The diagnostic findings in 300 patients with acoustic neuromas are reported. Because of a centralized treatment of acoustic neuromas, we have a uniform diagnostic work-up of all patients, which enables us to make a nonselected comparison of the diagnostic efficiency of the various tests. In patients with hearing better than 80 dB, a normal auditory brainstem response, the presence of recruitment, and normal caloric reaction, the presence of a tumor can be excluded. In patients with poor hearing, tomography is necessary if one does not prefer to perform CT directly. If CT, even with contrast enhancement, is negative, we continue to perform air CT. Only then do we know whether or not the patient has a tumor. Magnetic resonance imaging has not been available to us, but with this diagnostic modality even intrameatal tumors are visualized. However, with the present economy involved with magnetic resonance imaging it is not realistic at the present time to use this way of imaging as a screening procedure.

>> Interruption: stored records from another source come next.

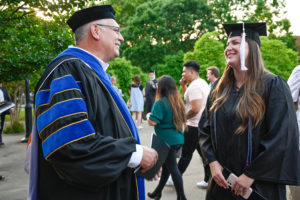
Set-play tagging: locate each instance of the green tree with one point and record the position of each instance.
(124, 71)
(278, 58)
(269, 11)
(160, 28)
(208, 51)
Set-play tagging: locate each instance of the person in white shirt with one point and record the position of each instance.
(195, 97)
(212, 75)
(294, 83)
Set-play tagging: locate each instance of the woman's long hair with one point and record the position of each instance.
(166, 87)
(251, 105)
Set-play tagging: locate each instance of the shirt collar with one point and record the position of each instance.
(102, 63)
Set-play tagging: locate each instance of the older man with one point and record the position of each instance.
(88, 145)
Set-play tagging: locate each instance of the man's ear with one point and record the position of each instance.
(95, 31)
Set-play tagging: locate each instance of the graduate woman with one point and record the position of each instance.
(250, 125)
(168, 118)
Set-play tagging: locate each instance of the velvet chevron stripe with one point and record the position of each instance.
(58, 85)
(63, 100)
(66, 135)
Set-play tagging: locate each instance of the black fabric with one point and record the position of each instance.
(150, 95)
(94, 167)
(140, 86)
(191, 143)
(87, 15)
(275, 152)
(170, 167)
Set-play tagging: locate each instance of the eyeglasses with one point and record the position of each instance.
(117, 29)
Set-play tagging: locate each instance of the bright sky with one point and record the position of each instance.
(293, 14)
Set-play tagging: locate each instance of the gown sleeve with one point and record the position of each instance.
(206, 139)
(278, 157)
(80, 155)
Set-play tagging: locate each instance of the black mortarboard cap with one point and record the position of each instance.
(252, 30)
(87, 15)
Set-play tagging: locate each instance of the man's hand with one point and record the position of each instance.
(242, 184)
(149, 159)
(216, 173)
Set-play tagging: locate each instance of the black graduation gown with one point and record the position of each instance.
(93, 167)
(275, 152)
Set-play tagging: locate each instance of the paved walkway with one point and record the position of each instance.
(14, 187)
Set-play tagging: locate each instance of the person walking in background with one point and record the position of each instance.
(212, 75)
(4, 96)
(114, 85)
(195, 97)
(150, 93)
(84, 139)
(294, 84)
(168, 118)
(249, 125)
(136, 91)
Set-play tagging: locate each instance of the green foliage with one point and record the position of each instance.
(17, 127)
(208, 51)
(124, 71)
(29, 45)
(160, 28)
(172, 66)
(271, 12)
(277, 57)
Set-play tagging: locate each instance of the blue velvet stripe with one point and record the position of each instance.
(57, 85)
(59, 110)
(42, 97)
(65, 135)
(94, 63)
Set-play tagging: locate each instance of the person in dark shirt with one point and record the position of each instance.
(249, 125)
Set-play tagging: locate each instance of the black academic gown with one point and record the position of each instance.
(150, 95)
(275, 152)
(94, 167)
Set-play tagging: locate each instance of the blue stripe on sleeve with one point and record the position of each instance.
(57, 85)
(60, 109)
(66, 135)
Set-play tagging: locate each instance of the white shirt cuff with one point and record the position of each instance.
(136, 157)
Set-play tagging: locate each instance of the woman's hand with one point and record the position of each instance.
(242, 185)
(150, 122)
(216, 173)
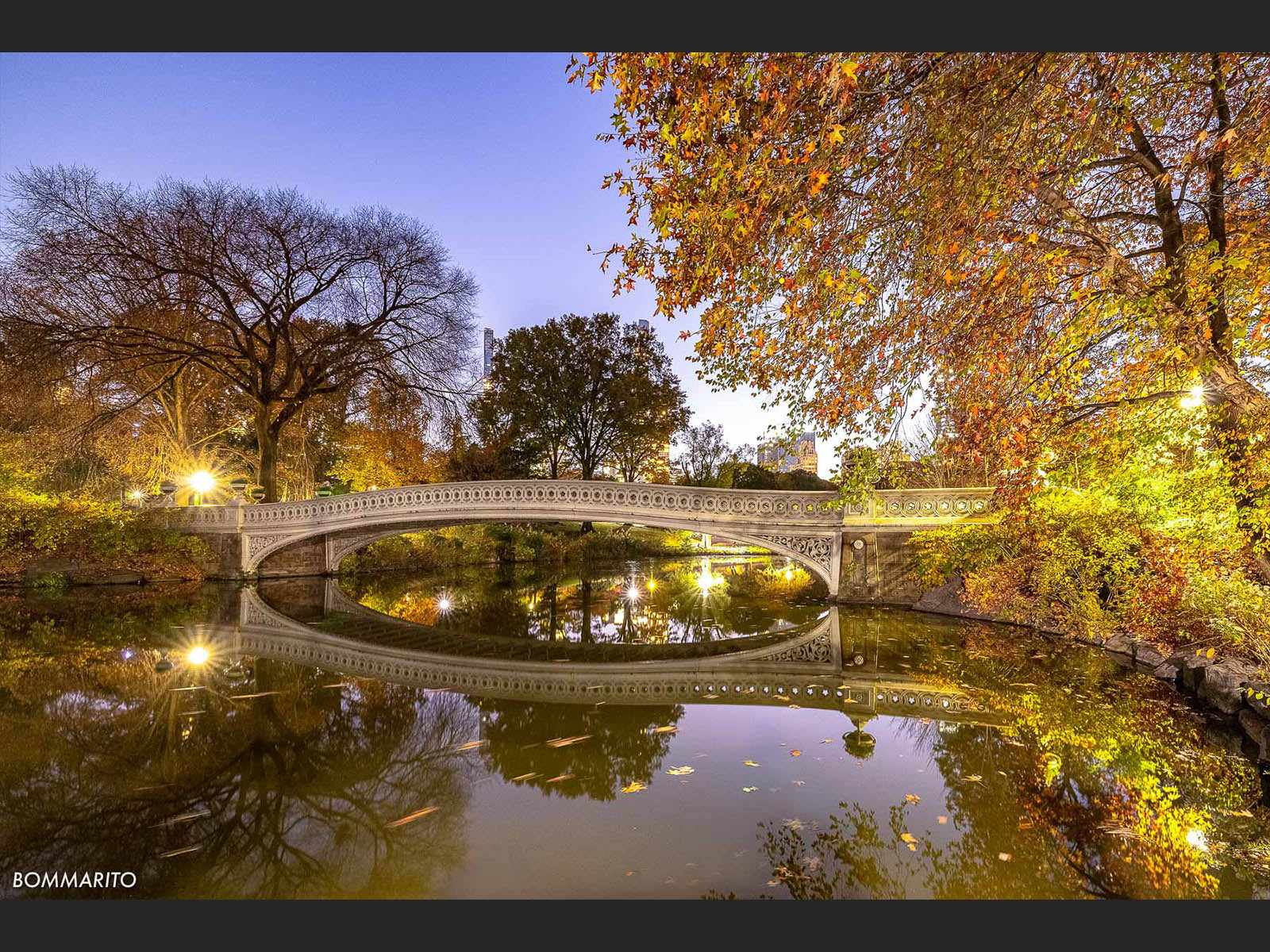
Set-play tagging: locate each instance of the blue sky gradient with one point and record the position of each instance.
(495, 152)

In spite of an intensive campaign for making early diagnosis of acoustic neuromas, our attempts have not been successful, since we have even more tumors measuring over 40 mm in diameter among the latest 100 patients than among the first one hundred. Both patients and physicians (otologists) to some extent are still ignoring the possible significance of a unilateral, progressive, sensorineural hearing impairment. Guidelines for improving this situation are given.

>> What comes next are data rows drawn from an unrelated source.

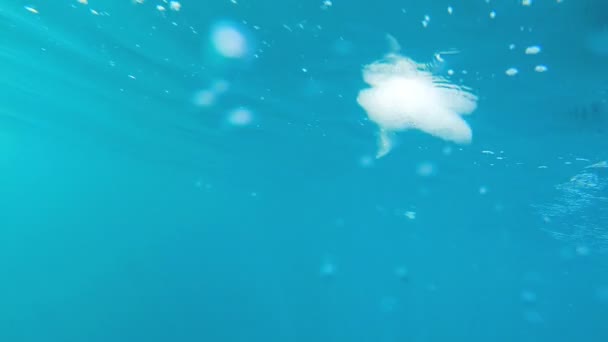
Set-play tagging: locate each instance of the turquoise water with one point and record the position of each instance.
(137, 206)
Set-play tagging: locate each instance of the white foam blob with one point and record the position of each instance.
(533, 50)
(405, 95)
(240, 117)
(229, 41)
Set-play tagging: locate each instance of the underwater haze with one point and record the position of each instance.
(303, 170)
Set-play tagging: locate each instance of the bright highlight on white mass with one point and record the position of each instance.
(405, 95)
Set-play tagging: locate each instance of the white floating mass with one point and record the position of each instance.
(405, 95)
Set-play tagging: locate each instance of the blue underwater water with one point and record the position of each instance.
(156, 187)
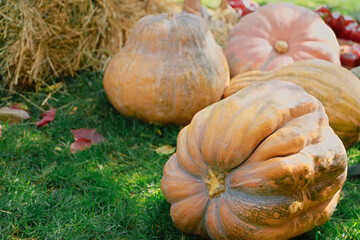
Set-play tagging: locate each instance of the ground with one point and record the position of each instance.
(112, 190)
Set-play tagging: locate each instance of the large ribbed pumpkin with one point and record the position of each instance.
(170, 68)
(276, 35)
(336, 87)
(261, 164)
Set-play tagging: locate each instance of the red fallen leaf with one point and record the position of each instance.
(47, 117)
(14, 115)
(84, 138)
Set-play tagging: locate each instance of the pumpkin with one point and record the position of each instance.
(336, 87)
(276, 35)
(170, 68)
(261, 164)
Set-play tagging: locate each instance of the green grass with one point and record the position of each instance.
(112, 190)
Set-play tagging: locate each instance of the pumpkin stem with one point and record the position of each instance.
(281, 46)
(215, 182)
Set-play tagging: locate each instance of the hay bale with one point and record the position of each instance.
(44, 39)
(40, 40)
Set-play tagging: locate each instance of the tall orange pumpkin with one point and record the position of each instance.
(261, 164)
(170, 68)
(276, 35)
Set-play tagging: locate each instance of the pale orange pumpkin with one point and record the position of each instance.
(276, 35)
(261, 164)
(170, 68)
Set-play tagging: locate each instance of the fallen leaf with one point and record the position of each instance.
(354, 171)
(73, 110)
(47, 117)
(165, 150)
(19, 106)
(84, 138)
(14, 115)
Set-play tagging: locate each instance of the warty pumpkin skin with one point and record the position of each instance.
(276, 35)
(336, 87)
(170, 68)
(261, 164)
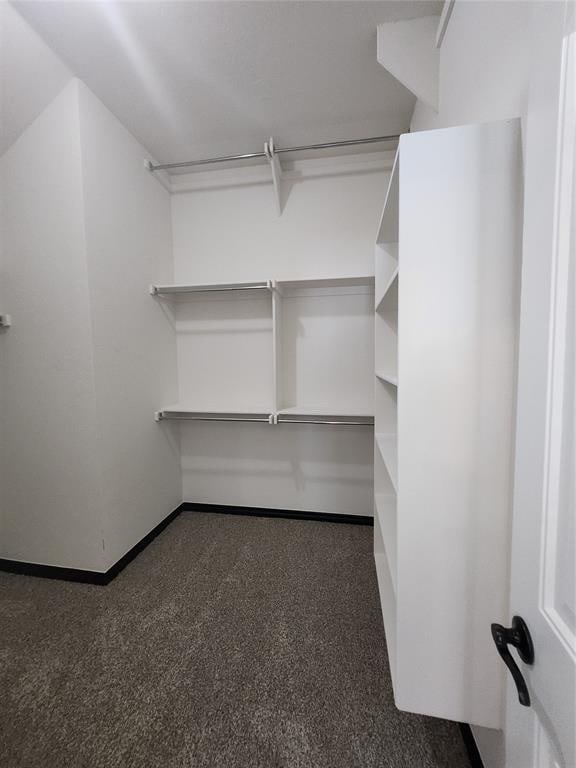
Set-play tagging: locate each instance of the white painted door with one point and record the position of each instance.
(544, 531)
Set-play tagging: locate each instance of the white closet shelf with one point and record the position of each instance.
(390, 378)
(387, 288)
(178, 288)
(388, 447)
(386, 512)
(181, 412)
(360, 281)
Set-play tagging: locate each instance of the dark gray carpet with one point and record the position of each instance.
(230, 642)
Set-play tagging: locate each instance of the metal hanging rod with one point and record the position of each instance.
(277, 151)
(329, 423)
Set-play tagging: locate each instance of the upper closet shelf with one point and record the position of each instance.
(361, 281)
(388, 229)
(181, 412)
(177, 288)
(322, 415)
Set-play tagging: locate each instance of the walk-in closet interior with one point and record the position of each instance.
(264, 259)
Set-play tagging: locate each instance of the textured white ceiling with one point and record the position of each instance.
(199, 79)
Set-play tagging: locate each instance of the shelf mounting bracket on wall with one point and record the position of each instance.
(276, 169)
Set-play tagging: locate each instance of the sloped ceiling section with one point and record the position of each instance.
(31, 75)
(201, 79)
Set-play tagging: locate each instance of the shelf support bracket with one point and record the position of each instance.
(276, 169)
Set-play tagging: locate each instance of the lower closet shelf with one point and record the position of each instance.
(323, 416)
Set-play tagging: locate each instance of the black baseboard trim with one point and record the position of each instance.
(293, 514)
(87, 577)
(470, 744)
(102, 579)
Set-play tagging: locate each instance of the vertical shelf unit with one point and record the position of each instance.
(446, 278)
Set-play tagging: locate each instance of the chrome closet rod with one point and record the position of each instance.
(211, 418)
(329, 423)
(277, 150)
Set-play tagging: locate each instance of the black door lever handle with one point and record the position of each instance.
(518, 636)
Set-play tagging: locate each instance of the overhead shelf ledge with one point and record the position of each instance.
(181, 413)
(176, 288)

Twenty-one patients were followed for an average of 4 years, repeated CT scans were performed, and the tumor appeared to be progressing to a size requiring surgical intervention in only three of these patients. Because of our complete lack of knowledge regarding the causes of tumor growth in some patients and the absence of growth in others, a more differentiated attitude toward indications for surgery is needed, and in some, mostly elderly, patients a period of “watchful waiting” is appropriate.
© 1990, The American Journal of Otology, Inc.